Hallmark is scrambling to write Lori Loughlin off When Calls The Heart's new season
First, let us put your minds at ease: No, Hallmark’s When Calls The Heart is not being canceled. Despite Hallmark firing star Lori Loughlin in the fallout of the FBI’s “Varsity Blues” operation, the soapy Canadian Western—which, as readers of The A.V. Club, you absolutely know and are familiar with—will follow through on its story of schoolteacher Elizabeth Thatcher Thornton, some hunky Mountie, and the wholesome-as-fuck denizens of Hope Falls.
Hallmark itself put out an Instagram post saying it “has no plans” to cancel the series, which, only three episodes into its sixth season, has been put on hold as the writers figure out how to scrub Loughlin’s Abigail Stanton from the remaining episodes, which, we’re assuming, have already been filmed.
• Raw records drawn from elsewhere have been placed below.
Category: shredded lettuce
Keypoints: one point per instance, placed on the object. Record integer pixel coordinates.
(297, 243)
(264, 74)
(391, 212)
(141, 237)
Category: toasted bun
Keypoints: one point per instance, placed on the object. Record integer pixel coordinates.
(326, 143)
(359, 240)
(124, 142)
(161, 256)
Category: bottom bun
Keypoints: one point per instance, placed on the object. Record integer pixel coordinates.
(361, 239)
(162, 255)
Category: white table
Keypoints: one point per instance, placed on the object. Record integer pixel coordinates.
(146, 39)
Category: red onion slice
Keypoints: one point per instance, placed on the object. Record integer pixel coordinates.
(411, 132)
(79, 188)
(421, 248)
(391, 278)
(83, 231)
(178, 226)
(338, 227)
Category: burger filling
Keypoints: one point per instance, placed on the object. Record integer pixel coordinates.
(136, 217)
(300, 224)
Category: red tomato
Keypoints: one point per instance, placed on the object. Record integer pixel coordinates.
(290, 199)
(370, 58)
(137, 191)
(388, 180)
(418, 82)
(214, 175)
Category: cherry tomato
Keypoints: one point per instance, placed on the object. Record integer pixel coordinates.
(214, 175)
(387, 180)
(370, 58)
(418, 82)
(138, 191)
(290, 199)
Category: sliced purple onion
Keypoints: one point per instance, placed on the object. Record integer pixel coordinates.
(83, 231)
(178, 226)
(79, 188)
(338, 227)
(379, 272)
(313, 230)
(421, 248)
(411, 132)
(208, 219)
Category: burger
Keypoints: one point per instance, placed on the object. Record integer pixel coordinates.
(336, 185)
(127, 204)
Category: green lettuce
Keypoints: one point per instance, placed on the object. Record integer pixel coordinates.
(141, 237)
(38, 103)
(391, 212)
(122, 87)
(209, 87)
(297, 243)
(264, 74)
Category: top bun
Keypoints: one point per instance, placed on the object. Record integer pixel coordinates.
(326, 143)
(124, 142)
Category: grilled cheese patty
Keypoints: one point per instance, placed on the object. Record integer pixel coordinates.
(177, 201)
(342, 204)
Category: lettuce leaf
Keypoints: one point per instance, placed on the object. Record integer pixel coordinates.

Lucky for them, it seems there’s plenty of old mine shafts for her character to fall into, sight unseen.
“We know millions of fans are on pins and needles wondering what will happen now,” reads a statement from showrunner Brian Bird. “Let us reassure you, When Calls the Heart has always been bigger than the sum of its parts, and it has not been cancelled. With the full support of the network, we have gone on a creative hiatus to do some retooling on the remaining season 6 episodes. That process has already begun. Hope Valley will return to your TV screens as soon as we can bring the episodes to you.”
This news follows Loughlin also getting evicted from Netflix’s Fuller House, the final season of which will reportedly see no visits from Aunt Becky. Though there are fewer mine shafts for her to fall into in modern-day San Francisco, there are the black holes in the eye sockets of the show’s cast members, the likes of whom have been irrevocably numbed by five seasons’ worth of regurgitating 25-year old catchphrases. Let’s just say she fell in one of those.